The Penny Edition was printed on a specialist paper made from cotton from the American Deep South to give something of the same weight and feel as the parchment of the original. These pages were then bound between sheets of 15th-century oak set with a silver penny of William I and another 1986 Elizabeth II penny minted specially for the occasion. Because of the vast expense involved each copy of the Penny Edition cost £5750 and only 250 were produced. The later Millennium Edition used the same high quality images and paper was bound into two volumes of calfskin in the style of the 12th-century binding. This edition was limited to 450 copies at a cost of £6750 for Greater Domesday and £5750 for Little Domesday.

The Library Version of Domesday used the same paper as the Penny and Millennium versions but was bound in a linen cover and boxed to provide durability. This edition came with indices, translations and maps.

===Translation===

Cover of Penguin Edition (UK)

The Alecto Historical Editions translation, published in two companion volumes to the facsimile, was intended to supersede the VCH translation, which, although of high quality, suffers from inconsistencies due to its publication history being spread out over more than 80 years. The editorial board, consisting of Ann Williams (editor-in-chief), G. H. Martin (general editor), J. C. Holt, Henry R. Loyn, Elizabeth Hallam-Smith (Assistant Keeper of Public Records), and Sarah Tyacke (Keeper of Public Records, the National Archives) produced a rigorously standardized and corrected translation based on the VCH text.

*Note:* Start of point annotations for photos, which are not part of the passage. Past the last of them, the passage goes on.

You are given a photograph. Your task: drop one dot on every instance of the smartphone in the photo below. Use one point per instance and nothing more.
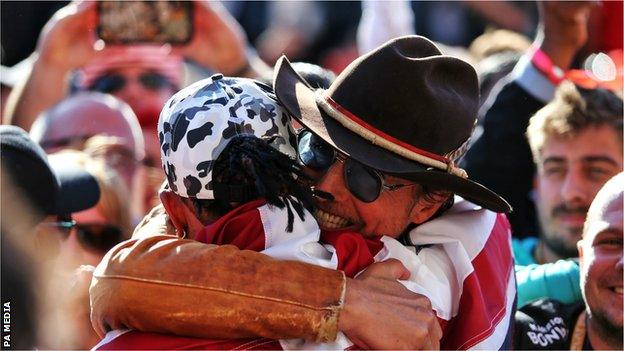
(128, 22)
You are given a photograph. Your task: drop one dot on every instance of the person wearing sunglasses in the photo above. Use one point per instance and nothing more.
(81, 239)
(90, 233)
(36, 198)
(473, 241)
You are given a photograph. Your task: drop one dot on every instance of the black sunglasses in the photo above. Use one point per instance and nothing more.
(99, 237)
(96, 237)
(365, 183)
(111, 83)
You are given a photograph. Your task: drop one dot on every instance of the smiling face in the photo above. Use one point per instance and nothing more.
(390, 214)
(570, 173)
(601, 261)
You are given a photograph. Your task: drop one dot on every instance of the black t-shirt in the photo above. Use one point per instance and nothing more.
(547, 324)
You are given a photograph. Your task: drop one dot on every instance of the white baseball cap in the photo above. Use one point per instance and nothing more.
(198, 122)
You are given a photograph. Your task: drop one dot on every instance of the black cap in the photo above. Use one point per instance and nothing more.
(57, 190)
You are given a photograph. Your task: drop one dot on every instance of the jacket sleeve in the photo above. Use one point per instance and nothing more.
(162, 283)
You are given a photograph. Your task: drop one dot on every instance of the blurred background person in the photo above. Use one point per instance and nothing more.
(500, 156)
(95, 230)
(36, 199)
(78, 118)
(576, 141)
(596, 322)
(143, 76)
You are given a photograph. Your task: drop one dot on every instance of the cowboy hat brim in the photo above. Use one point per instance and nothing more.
(300, 101)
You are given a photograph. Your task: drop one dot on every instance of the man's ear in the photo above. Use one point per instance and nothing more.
(181, 215)
(579, 246)
(425, 209)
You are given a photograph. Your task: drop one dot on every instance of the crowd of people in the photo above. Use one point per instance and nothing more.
(398, 192)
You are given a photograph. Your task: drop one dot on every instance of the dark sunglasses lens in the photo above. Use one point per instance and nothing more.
(153, 81)
(109, 83)
(361, 181)
(100, 238)
(314, 152)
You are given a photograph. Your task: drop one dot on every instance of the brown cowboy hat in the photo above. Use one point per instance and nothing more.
(404, 109)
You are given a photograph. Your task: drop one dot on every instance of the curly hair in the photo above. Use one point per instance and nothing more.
(249, 168)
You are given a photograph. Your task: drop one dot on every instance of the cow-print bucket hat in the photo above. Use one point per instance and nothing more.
(404, 109)
(198, 122)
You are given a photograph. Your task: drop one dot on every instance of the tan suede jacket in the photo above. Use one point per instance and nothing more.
(159, 282)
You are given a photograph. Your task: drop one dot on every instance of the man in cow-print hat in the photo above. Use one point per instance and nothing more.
(382, 141)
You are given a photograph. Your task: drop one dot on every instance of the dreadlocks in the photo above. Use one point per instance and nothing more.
(249, 168)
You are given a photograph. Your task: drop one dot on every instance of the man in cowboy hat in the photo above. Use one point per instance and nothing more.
(395, 148)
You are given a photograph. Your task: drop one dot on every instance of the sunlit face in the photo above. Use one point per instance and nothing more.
(390, 214)
(146, 101)
(570, 173)
(601, 262)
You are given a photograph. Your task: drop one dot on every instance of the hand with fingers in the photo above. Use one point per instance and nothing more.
(68, 40)
(380, 313)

Penguin Books reproduced the Alecto translation in a single volume, published in 2002 in hardback and in 2003 in paperback, with an introduction by G. H. Martin. It is the first edition to omit the Latin text entirely, and the first single-volume edition of the translated text. The paperback was originally priced at £25.

== Digital editions==
- The Domesday Explorer

Screen shot of the Domesday Explorer

The Domesday Explorer was developed by John Palmer of University of Hull and his son Matthew Palmer as a private project beginning 1986 and using Microsoft Access, later turned into a publicly funded project, receiving a grant of £250,000 from the British Arts and Humanities Research Council. It was published on CD-ROM in 2000, and eventually made publicly accessible online
by the University of Essex in 2008.
The database includes high-resolution manuscript images, the text of the Phillimore translation (ed. John Morris), geographic information for interactive mapping of searches, stock charts of all reported livestock and statistics reports on each county of the survey. These were produced by Palmer using the work of previous Domesday experts such as Ellis, Maitland and Finn.

- Commercial copies
There are two main suppliers of commercial copies of Domesday,
- The National Archives in London (nationalarchives.gov.uk), providing a PDF file of any page of Domesday Book for a fee.
- Domesdayextracts.co.uk, offering six-page extracts of the book for any town or village named.]
- The Prosopography of Anglo-Saxon England (PASE) contains all entries within the Domesday Book, including 1066 holders and tenants and post 1086 holders and tenants.